The regulation of cryptocurrency is the elephant in the room that at some point will need to be addressed, according to Montserrat Farina, executive director, regulatory affairs corporate and investment, J.P. Morgan.

During the Association for Financial Markets in Europe (AFME) virtual European Technology & Innovation conference, Farina highlighted that the market caps are around two trillion, which is quite a significant size.

In the context of the increasing growth of distributed ledger technology (DLT), and the wake of recent market developments, the panellists discussed regulatory priorities in the digital assets space.

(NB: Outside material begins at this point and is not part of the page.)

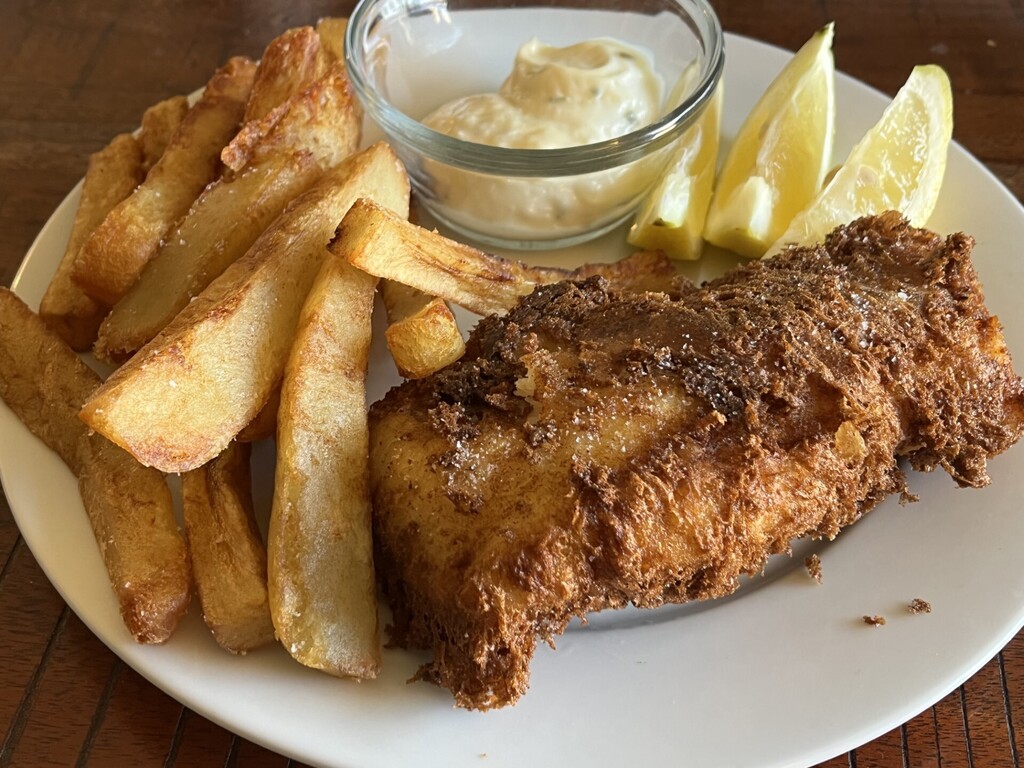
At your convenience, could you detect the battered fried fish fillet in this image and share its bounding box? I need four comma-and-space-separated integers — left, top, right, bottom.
368, 213, 1024, 710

Farina affirmed: “For the industry, the concept of implementing technology neutrality and also achieving legal certainty and regulatory clarity are of the utmost importance.”

Etay Katz, partner, Ashurst, said: “I would like to compliment the bold European initiative on digital assets. It is very ambitious and perhaps precisely the approach that is needed.”

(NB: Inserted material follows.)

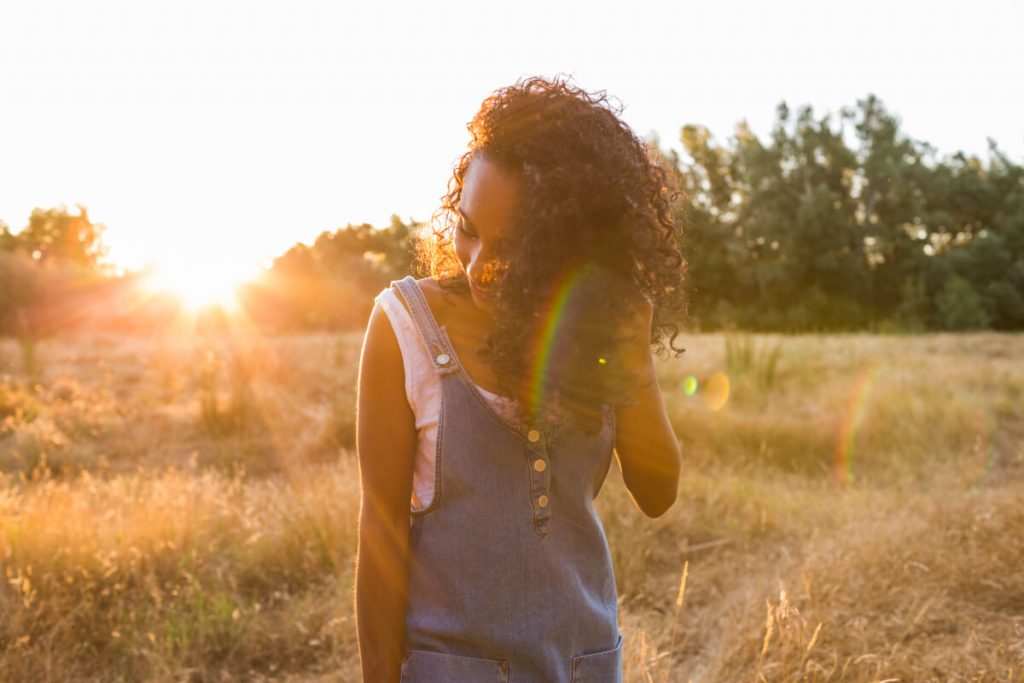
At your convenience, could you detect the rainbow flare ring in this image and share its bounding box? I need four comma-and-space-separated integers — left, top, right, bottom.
834, 359, 882, 486
524, 260, 596, 424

Katz identified two main areas in this space: the question of taxonomy and also scaled adoption. He explained: “In a world where people tend to conflate and confuse crypto assets with one another, there is a fundamental lack of clarity around the assets, and this is where the Markets in crypto-assets regulation (MiCA) taxonomy is very helpful.”

“The focus needs to shift pretty fast to facilitation of wholesale market transformation, understanding of course that policymakers are trying to do the impossible job of safeguarding consumers safeguarding markets, and the system itself – all at the same time.”

Madeline Taylor, senior associate, technology and operations, policy AFME, explained that over the past few years, the industry has seen the maturation of the tokenised securities markets, and interesting proof of concepts.

However, the most recent trend Taylor observed is the increased interest in cryptocurrencies and decentralised finance, which are protocols that allow for the removal of intermediaries in financial services.

Taylor mused: "There has been the development of both public and private forms of DLT based money, but I wonder if this is truly a new kind of exciting development or just a current trend."

Katz noted: “It is indeed an exciting topic in the context of this conference. Digital money is a vital ingredient of DLT capital markets transformation, although it should not be seen as a dependence."